Em despachos anteriores já tinha havido avisos sobre o envio dos processos para o Ministério Público. Mas não tinha sido acenada esta medida extrema que, no passado, chegou a ser aplicada pelo ministro Mariano Gago em relação às universidades Moderna, Independente e Internacional.

Reincidente falta de rigor
As primeiras advertências à Lusófona sobre esta matéria foram feitas em 2009. Em julho 2012, já com o atual executivo, a inspeção concluiu que a universidade "não tinha dado cumprimento às recomendações em matéria de creditação de competências profissionais". Em outubro desse ano recebeu por isso nova advertência, formalizada em despacho, no sentido de "reanalisar todos os processos, instruídos e decididos entre 2006 e 2012". E devia a universidade "retirar todas as consequências legalmente devidas", incluindo a anulação de licenciaturas se fosse essse o caso, resumiu o ministério, num esclarecimento.

Seguiu-se uma auditoria interna realizada pela propria ULHT. Neessa auditoria, a universidade "não atuou com o rigor exigível a uma instituição de ensino superior". Mais, escreveu o secretário de Estado do Ensino Superior, José Ferreira Gomes, "tendo presente que várias destas deficiências já haviam sido sinalizadas nas últimas ações inspetivas da IGEC, este comportamento, reincidente na falta de rigor, suporta a convicção de que as comissões criadas na UHLT para análise dos processos de creditação tiveram afinal como mandato único 'sanar' as ilegalidades que neles viessem a identificar, fosse qual fosse a gravidade", critica, no despacho de dezembro de 2014.

O prazo dado então para anular 152 processos acabava a 12 de março de 2015. A ULHT apresentou nova contestação a poucos dias do fim do prazo.
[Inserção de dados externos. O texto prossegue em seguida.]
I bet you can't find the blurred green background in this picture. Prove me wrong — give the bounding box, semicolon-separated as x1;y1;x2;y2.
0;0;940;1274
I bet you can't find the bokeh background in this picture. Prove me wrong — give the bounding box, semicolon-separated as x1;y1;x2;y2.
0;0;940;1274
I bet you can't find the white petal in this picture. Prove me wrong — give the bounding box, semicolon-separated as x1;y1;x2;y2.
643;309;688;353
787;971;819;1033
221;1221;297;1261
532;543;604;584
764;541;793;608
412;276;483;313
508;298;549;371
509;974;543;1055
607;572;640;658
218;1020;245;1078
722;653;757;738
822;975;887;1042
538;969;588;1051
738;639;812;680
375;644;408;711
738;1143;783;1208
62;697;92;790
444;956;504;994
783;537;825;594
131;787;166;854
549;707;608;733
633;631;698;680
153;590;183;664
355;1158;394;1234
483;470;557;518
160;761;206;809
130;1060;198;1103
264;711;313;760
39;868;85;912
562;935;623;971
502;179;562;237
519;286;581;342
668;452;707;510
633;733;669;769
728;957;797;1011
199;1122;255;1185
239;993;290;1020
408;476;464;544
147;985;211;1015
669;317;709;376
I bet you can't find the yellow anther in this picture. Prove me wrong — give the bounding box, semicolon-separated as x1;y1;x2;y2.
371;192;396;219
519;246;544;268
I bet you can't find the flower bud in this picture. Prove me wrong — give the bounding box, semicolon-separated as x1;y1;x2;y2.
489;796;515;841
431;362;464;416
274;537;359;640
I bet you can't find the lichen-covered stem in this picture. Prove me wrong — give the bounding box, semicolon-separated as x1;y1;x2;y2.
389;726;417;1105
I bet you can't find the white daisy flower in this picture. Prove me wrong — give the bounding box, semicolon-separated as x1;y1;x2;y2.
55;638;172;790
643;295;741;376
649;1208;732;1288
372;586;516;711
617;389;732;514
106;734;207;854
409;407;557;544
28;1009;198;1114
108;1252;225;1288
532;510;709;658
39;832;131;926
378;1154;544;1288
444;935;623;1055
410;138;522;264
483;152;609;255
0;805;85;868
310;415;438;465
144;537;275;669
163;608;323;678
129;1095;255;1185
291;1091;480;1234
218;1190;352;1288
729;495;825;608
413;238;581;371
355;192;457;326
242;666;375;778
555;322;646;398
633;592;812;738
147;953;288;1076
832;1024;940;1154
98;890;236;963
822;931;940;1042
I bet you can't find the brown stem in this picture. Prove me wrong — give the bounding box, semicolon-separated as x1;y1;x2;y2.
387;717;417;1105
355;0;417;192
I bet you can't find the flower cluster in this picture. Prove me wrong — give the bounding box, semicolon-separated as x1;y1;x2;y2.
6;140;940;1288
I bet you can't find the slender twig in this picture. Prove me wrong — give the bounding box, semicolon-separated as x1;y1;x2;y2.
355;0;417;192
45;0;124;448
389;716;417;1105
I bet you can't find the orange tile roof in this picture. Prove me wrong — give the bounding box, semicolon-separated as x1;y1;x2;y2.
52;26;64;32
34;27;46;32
O Ministério voltou a adiar datas. Mesmo já em março, uma avaliação da Inspeção chamava a atenção para o facto de a universidade não ter enviado "quaisquer cópias do despacho de declaração de nulidade das creditações atribuídas, exaradas pelo reitor, assim como não há evidências da cassação dos diplomas/certificados".

Era como um jogo do gato e do rato entre o Ministério e a Lusófona. Só que a pressão aumentava e, ao contrário do que aconteceu no caso Relvas, em que a universidade tentou 'corrigir' a posteriori o processo, eliminando as irregularidades, desta vez acatou mesmo as decisões do Ministério da Educação. 

No início de maio tinha anulado 149 processos, dois estavam em vias de serem anulados e o do ex-aluno Miguel Relvas aguarda decisão do tribunal, já que o ministro Nuno Crato, acabou mesmo por participar as dúvidas sobre a irregularidade do processo do seu antigo colega de Governo ao Ministério Público.